Fajar menarik napas pelan seperti menyakinkan dirinya sendiri akan hal yang akan ia ucapkan sebentar lagi.

"Gue mau coba hijrah." Rasanya plong. Pikiran yang telah berkecamuk sejak beberapa hari ini akhirnya terungkap juga. Ya, setelah melewati kejadian-kejadian tak terduga bersama adiknya itu, hidayah datang juga padanya. Apakah ia terlambat? Semoga saja tidak. Sebab ia belum membalas jasa-jasa ibu tiri yang begitu sabar menghadapinya selama ini.

"Yang bener lo?!" Mentari bertanya tak percaya atas apa yang baru saja ia dengar. Ia hanya mencoba untuk menyakinkan diri bahwa hal yang barusan ia dengar sesuai dengan yang di ucapkan kakaknya itu. Mana tahu pendengarannya sedang bermasalah, bukan?

"I-iya. Gue pengen nyoba nerima takdir gue juga, kayak lo. Gue pengan nyoba jadi anak baik. Gue pengen balas kebaikannya Umi-"

"Um-mi?" Belum sempat Fajar menyelesaikan ujarannya sudah disela dulu oleh Mentari.

"Umi Aira, dia biasanya manggil dirinya sendiri Umi kalau ngomong sama gue."

Mentari mangut-mangut sebentar. "Lo yakin mau hijrah?" lanjutnya kemudian. Tak ingin nanti sang kakak plin-plan seperti dirinya dulu yang mudah sekali berputar haluan.

"Lagi gue usahain."

"Hmm... gue boleh manggil umi juga nggak? Soalnya dia sosok yang gue damba banget di hidup gue. Udah baik, punya aura positif, lihat mukanya bikin adem, terus ahli ibadah juga." Mentari mengungkapkan kegundahannya. Sudah sejak lama ia kepincut perempuan yang berstatus ibu tiri kakaknya itu.
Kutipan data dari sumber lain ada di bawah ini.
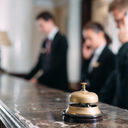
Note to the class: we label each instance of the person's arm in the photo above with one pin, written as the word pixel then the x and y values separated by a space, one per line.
pixel 125 79
pixel 35 69
pixel 58 59
pixel 107 92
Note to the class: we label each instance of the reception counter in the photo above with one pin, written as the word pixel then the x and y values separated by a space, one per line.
pixel 24 105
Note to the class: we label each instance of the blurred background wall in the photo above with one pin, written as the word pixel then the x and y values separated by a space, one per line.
pixel 17 17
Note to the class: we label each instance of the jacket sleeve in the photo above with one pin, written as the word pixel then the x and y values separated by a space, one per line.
pixel 125 79
pixel 34 70
pixel 57 59
pixel 107 92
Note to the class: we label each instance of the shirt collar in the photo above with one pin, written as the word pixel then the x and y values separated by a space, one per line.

"Ayok ketemu umi." Fajar mengajak secara spontan. Lagipula rasanya ia tak sabar untuk meminta maaf atas segala kesalahan yang telah ia perbuat dulu. Sungguh anak durhaka. Bukannya bersyukur punya ibu yang baiknya nauzubillah itu, malah khufur. Bener-bener bodoh, bukan?
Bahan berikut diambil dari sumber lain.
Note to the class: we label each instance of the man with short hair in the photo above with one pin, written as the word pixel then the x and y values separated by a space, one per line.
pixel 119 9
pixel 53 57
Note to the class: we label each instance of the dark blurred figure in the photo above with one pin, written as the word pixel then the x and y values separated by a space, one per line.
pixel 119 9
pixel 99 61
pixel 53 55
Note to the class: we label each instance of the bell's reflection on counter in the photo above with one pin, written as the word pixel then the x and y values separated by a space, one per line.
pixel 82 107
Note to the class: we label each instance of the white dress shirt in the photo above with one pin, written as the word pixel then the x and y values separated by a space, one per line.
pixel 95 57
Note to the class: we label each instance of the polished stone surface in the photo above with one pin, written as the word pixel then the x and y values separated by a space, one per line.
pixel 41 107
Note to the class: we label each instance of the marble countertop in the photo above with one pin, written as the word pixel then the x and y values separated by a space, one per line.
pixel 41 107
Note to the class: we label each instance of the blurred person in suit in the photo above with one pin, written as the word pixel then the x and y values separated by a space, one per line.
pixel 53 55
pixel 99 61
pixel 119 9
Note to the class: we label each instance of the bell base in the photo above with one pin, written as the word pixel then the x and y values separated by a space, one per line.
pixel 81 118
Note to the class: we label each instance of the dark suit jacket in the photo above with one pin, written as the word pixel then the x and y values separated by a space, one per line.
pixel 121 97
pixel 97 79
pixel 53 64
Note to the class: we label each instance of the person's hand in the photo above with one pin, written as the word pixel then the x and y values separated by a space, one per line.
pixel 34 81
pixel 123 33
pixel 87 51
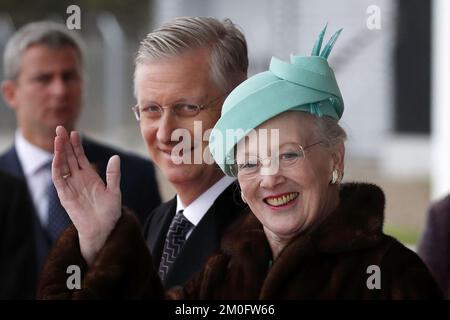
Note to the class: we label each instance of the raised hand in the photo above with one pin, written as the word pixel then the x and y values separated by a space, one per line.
pixel 93 207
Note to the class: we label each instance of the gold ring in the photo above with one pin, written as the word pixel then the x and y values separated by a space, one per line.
pixel 65 176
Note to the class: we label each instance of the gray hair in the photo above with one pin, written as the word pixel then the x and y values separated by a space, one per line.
pixel 229 60
pixel 49 34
"Tapi gue nggak mau ketemu ... papa."

Kalimat Mentari terdengar ragu di akhirnya. Ia masih menyimpan memori buruk tentang laki-laki itu. Rasanya ia tak akan baik-baik saja jika mereka bertemu lagi. Trauma, begitulah istilahnya.

"Kita bakal janjian. Nanti gue kabarin, ya."

"Makasih ya kak Fajarnya Mentari. Seneng deh." Mentari tersenyum lebar pertanda bahwa ia sedang berbahagia. Dan lupa, bahwa baru saja ia mendengarkan cerita menyedihkan tentang sahabatnya.

"Apaan sih lo, alay!"

"Tuh kan. Males ah." Mentari menghentakkan kakinya dan jalan menjauh. Sebal tentu saja. Padahal baru saja senang, eh, udah kesel lagi aja.

"Gambek aja terus." Fajar terkekeh geli menatap tingkah sang adik yang masih kekanak-kanakan. Ia tak menyangka akan bertemu kembali dengannya, ia pikir tak ada garis takdir yang akan menemukan mereka. Ternyata ... Allah memang adil.

Tidak salah bukan langkahnya kali ini? Bersyukur, masih ada kesempatan untuknya memperbaiki segalanya saat ini dan itu belum terlambat.

«●»

Mentari melangkah tergesa-gesa menuju sebuah kafe. Jantungnya terasa bertalu-talu semenjak kakaknya mengatakan bahwa Umi menunggu di sebuah kafe. Ia harap pertemuan mereka kali ini tidak menjadi buruk seperti yang pertama. Mengingat itu membuat hati Mentari nyeri.

"Assalamualaikum?"

"Hai, Waalaikumussalam. Sayang. Ayo sini duduk."

Mentari menduduki bangku yang dibukakan untuknya. Lantas tersenyum dengan canggung.

"M-makasi."

"Nggak usah gugup juga kali." Fajar sewot. Ia duduk berhadapan dengan adiknya itu.

"Apaan sih lu kak." Mentari mendengus. Bisa-bisanya laki-laki itu mengejeknya di saat ia sedang sibuk mengatur detak jantung saking bahagianya keinginannya terpenuhi bertemu Aira lagi.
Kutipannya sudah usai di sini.